2. Select the Webi Rich Client .glf log file that was created when logging was turned on when refreshing the report with 4 queries running in parallel.
3. Specify the default configuration (PLUGIN: BI 4.x GLF Log Parsing and End to End Analysis (v1.2.0).
4. Specify to load all files that are in the directory of the file that you just selected. In this case, we only have one .glf log file, but if there were more, by selecting this option, all of the files in the current directory would be chosen.
5. When the log files are loaded, notice that one of the ways that the log files are displayed is by “ServerName/PID/TID”. This means that the logs can be broken out by “Server Name = WebRichClient”, Process ID (In this analysis there is only one process ID), and Thread ID (there are many threads). The advantage of this for analyzing refreshes of parallel queries is that there will be one thread that “manages” the creation of all of the refreshes, and a further thread will be spawned for each of the individual refreshes.
6. To find the lines of code that are related to the parallel refresh process, find all of the lines containing the tag [//R]. To do this in the FlexiLogReader, select “Search” – “Search Window” to bring up the search window.
The search term should be added as a tag so that we can filter the logs to only see the entries that include the lines that have the [//R] entry.
Now ensure that you only check the Search Terms [//R] tag and don’t check any of the other ones. After that, select “Show Only Log Entries Linked To Selected Tags”.
Now, show an extra column that refers to the “Thread ID”.
First off, find out what thread ID is associated with the first row that was returned in the [//R] search.
From the above, we can see that the thread ID that is associated with that first row is 9028.
Now, add the “Thread ID” column to the columns that are shown in the trace summary. To do that, select the first row, select “View”, and select “Choose Columns To Show”.
In the “Define Visible Columns” screen, check the “9028” column which stands for the thread ID column and then select “OK”.

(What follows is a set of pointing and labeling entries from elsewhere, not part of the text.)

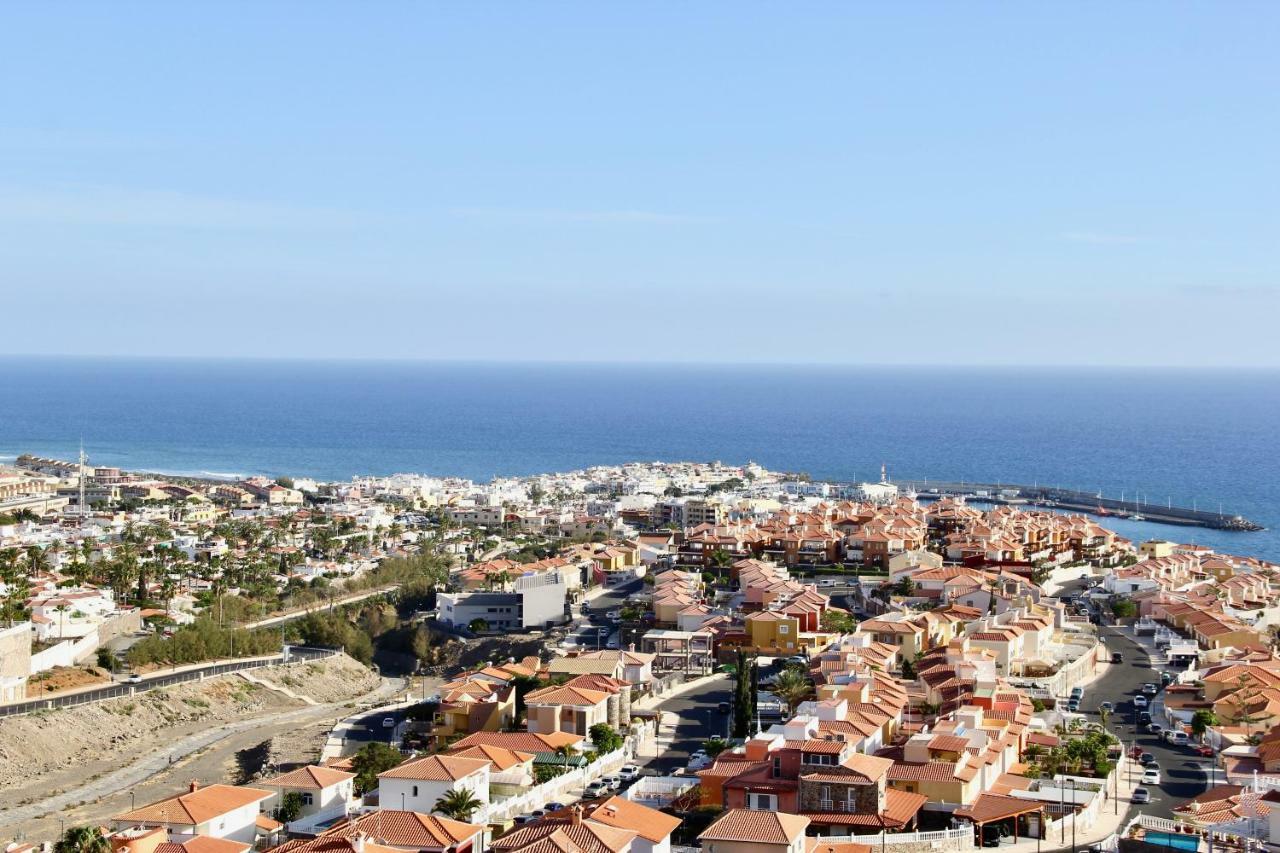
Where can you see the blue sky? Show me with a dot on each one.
(979, 183)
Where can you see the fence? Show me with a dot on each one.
(960, 838)
(64, 653)
(538, 796)
(196, 674)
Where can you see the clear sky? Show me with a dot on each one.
(959, 182)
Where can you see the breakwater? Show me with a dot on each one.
(1073, 501)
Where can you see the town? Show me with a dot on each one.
(636, 658)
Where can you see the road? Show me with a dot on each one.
(1182, 775)
(698, 720)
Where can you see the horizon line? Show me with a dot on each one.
(657, 363)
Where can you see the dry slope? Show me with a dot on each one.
(100, 737)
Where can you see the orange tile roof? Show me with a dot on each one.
(648, 822)
(759, 828)
(435, 769)
(310, 776)
(196, 807)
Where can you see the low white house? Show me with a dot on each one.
(420, 783)
(214, 811)
(324, 792)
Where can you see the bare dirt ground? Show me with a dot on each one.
(65, 678)
(76, 749)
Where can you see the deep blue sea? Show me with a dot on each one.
(1207, 437)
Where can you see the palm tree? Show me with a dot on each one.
(791, 687)
(82, 839)
(458, 804)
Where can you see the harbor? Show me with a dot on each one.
(1075, 501)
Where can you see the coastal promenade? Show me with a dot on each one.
(1054, 497)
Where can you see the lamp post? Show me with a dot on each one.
(1073, 815)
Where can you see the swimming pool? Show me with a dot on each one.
(1173, 839)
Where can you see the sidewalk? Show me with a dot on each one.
(1105, 825)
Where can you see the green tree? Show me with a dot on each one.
(791, 687)
(1124, 607)
(839, 621)
(371, 760)
(1201, 723)
(289, 808)
(606, 738)
(460, 804)
(82, 839)
(743, 692)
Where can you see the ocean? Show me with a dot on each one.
(1205, 437)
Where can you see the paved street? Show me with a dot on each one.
(696, 721)
(1182, 776)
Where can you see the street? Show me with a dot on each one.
(1182, 775)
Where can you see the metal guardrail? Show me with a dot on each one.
(118, 690)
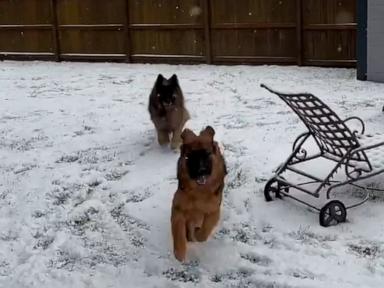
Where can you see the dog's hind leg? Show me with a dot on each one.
(176, 134)
(210, 221)
(179, 235)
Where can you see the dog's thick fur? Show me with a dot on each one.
(167, 110)
(196, 207)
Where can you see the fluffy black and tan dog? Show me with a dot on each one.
(196, 204)
(167, 110)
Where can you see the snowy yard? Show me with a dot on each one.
(85, 191)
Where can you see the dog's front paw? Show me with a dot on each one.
(180, 255)
(175, 145)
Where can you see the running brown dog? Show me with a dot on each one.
(196, 204)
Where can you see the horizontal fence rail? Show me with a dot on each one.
(302, 32)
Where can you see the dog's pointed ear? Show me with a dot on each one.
(208, 131)
(159, 80)
(174, 81)
(187, 135)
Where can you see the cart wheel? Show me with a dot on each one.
(283, 186)
(333, 213)
(269, 188)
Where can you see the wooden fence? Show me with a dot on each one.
(303, 32)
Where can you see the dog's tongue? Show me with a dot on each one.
(201, 180)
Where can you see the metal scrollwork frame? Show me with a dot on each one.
(336, 142)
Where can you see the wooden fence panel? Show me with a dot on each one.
(258, 31)
(25, 29)
(169, 30)
(91, 29)
(329, 36)
(303, 32)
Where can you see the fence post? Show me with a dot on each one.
(299, 32)
(127, 30)
(55, 33)
(362, 14)
(207, 30)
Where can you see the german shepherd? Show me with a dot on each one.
(196, 204)
(167, 111)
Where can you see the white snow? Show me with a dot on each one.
(85, 191)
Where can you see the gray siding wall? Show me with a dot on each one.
(375, 41)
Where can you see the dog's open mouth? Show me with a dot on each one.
(201, 180)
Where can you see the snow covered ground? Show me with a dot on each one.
(85, 191)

The result is that we now have “Column 3” showing which is the “Timestamp”, “Column 12” showing which is the “Thread ID”, and “Column 36” showing which is the “Text”.
7. By looking at the logs that are filtered by [//R], we can see that there are the following 5 different threads:
9028 – This is the thread ID of the “main” thread that manages the refreshes of the 4 different data providers that are refreshing in parallel.
11212 – This is the thread for the refresh of the first data provider (DP0).
11208 – This is the thread for the refresh of the second data provider (DP1).
11776 – This is the thread for the refresh of the third data provider (DP2).
12028 – This is the thread for the refresh of the fourth data provider (DP3).
8. In the main thread (thread ID = 9028 in this case), the following shows the start and finish of each of the queries that are being run in parallel as separate threads.
9. In FlexiLogReader, we can take the thread ID of one of the threads for one of the query refreshes and filter based on that thread ID. So, for example, if we take the thread ID of the first query that is refreshed (thread ID = 11212) and filter based on that thread ID, we see the following (as shown in the below screen shot). We will leave the [//R] search term selected so that in the summary screen, we will see the logs for thread ID = 11212 as well as the logs for the [//R] search term. By filtering on the thread ID, you can see all of the activities that went on during the refresh process. You can see when the thread starts, which query it is referring to, and when the thread end (when the refresh is finished for that query).
You can analyze the other query refreshes in the other threads using the same process as shown above.
I hope that this blog has highlighted the Parallel Queries feature that will be available in BI4.2 including the data providers that it is supported on, how to configure it, how it should lead to quicker refresh times, and how the log files can be examined effectively using the FlexiLogReader. It looks like this will be a great feature!